Investigating DNS and IP Addresses
In Security Operations we frequently have to investigate DNS and IP addresses to determine if they are known threat or to attribute them to some activity or owner. This article contains a list of free, trial, or open-source resources for performing address analysis.
I’m publishing this early so Emily and others can get a list of resources. I will be making frequent updates over the next few weeks. Expect poor organization. Enjoy!
Hasn’t someone else written a better guide?
Yes! Here is a cyberlibrarian curated list of guides to DNS and IP intelligence guides.
- Domain Tools: top DNS, IP and Domain utilities to investigate any website
- Useful Resources for Investigating DNS Abuse/Misuse
- DNS Dumpster > Get Started; Footprint and Reconnaissance
What can DNS and IP Addresses tell us?
When you are investigating a security event, you often when to know more about the DNS and IP addresses involved. For examples:
- Your server received a brute-force password guessing attack on SSH and you know the IP address of the attacker.
- A suspicious process was detected on an employee’s laptop and you have a list of all DNS requests that laptop has made.
- You have discovered malware that was sent to a VIP and you want to know what that malware would have done. You extract a series of IP address and DNS names that were embedded in the malware.
- An employee receives a phishing email containing a link to a website. You have the URL which includes the DNS name of the server.
- An employee clicked on a innocent looking link, but was redirect multiple times before being directed to a fraudulent imposter site. You have the DNS names of all the redirect sites.
In all of these cases you may want to assess whether the IP or DNS names represent a threat, or are simply “normal”. Frequently, you may want to attribute the threat to a known threat actor or campaign. Has anyone else ever seen that IP address or DNS name?
DNS and IP Address intelligence can tell us:
- if anyone has seen those addresses and if they have been associated with malicious or non-malicious activity.
- who “owns” the address, and often if there were recent changes to the address or it’s ownership.
- if there are other addresses associated with the one you are interested
- the country or city associated with the address
- the ISP that is hosting the systems the address represents
- the abuse and reporting contacts for the address
Passive DNS refers to collections of historic DNS records. DNS can change frequently. Today www.cyberlibrarian.ca might be IP address 188.8.131.52 but tomorrow it might an alias (CNAME) for evil.cybrarian.ca. Or it might even be deleted all together.
Passive DNS will show us a history of all the changes to the DNS records.

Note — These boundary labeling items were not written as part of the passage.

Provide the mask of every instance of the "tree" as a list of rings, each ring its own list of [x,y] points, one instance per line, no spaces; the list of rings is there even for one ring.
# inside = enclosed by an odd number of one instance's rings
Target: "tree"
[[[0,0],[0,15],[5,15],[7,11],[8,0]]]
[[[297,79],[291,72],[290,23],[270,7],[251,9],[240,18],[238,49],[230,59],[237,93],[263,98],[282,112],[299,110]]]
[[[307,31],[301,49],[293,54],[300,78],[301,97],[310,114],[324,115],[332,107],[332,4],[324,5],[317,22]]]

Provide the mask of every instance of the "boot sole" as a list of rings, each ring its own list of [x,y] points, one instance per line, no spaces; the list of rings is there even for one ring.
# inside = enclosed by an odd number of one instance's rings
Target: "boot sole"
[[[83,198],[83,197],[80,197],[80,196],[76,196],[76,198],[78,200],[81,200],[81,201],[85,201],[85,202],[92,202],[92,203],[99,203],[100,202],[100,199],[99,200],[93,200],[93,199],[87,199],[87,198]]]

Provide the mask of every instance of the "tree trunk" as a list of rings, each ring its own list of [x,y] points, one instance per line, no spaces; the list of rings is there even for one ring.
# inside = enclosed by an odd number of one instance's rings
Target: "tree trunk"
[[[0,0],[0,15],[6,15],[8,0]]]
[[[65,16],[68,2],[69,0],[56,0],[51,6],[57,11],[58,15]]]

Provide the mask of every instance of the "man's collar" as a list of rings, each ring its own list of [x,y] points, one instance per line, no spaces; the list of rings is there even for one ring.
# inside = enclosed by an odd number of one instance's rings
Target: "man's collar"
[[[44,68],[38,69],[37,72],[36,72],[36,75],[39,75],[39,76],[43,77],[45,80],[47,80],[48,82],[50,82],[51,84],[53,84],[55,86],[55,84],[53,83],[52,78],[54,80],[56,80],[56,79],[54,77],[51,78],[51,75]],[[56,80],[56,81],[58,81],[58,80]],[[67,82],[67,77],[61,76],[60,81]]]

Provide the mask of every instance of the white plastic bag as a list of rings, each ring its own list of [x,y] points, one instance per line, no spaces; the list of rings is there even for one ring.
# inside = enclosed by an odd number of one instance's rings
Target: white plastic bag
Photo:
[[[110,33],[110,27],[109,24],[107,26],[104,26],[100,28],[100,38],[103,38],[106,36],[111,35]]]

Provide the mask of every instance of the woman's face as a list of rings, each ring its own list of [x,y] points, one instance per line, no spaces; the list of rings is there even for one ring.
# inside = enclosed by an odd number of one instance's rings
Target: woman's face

Passive DNS can help us discover other DNS records for a domain we are investigating. For example, imagine you observed the DNS name “evil.cybrarian.ca” but want to know if there are other DNS names for “cybrarian.ca”. Passive DNS can tell you.
Most Passive DNS services are commercial and can be costly. However, there are free, trial, and open-source versions:
Passive DNS Free Trials
I am grateful for these vendors who offer a “free tier”. How do you know if you need Passive DNS services? Being able to learn how to benefit from them with hands-on experience is a great form of marketing! Yes, they have limits, but for learners these are great.
- RiskIQ Community – RiskIQ has always had a free option that gives you limited access to their great dataset. You can get some history for IPs and DNS names, but it won’t got back that far. It’s quite useful even with the limits.
- Iris Investigate from DomainTools – DomainTools has other useful DNS intelligence offerings. Iris includes DNS intelligence and risk scoring. Is that IP evil? The risk score can tell you.
- SecurityTrails – You get 50 queries per month for free. Historic DNS records, domain and IP data. Suitable for experiments, learning, and causual investigations.
- DNSlytics – I have not reviewed this but it has a free (no account required) search, and an inexpensive monthly subscription.
Free DNS Intelligence Tools
- How to Perform Threat Hunting with Passive DNS – A detailed set of instructions for using SecurityTrails API, with simple-to-execute CLI commands (curl) to get JSON data.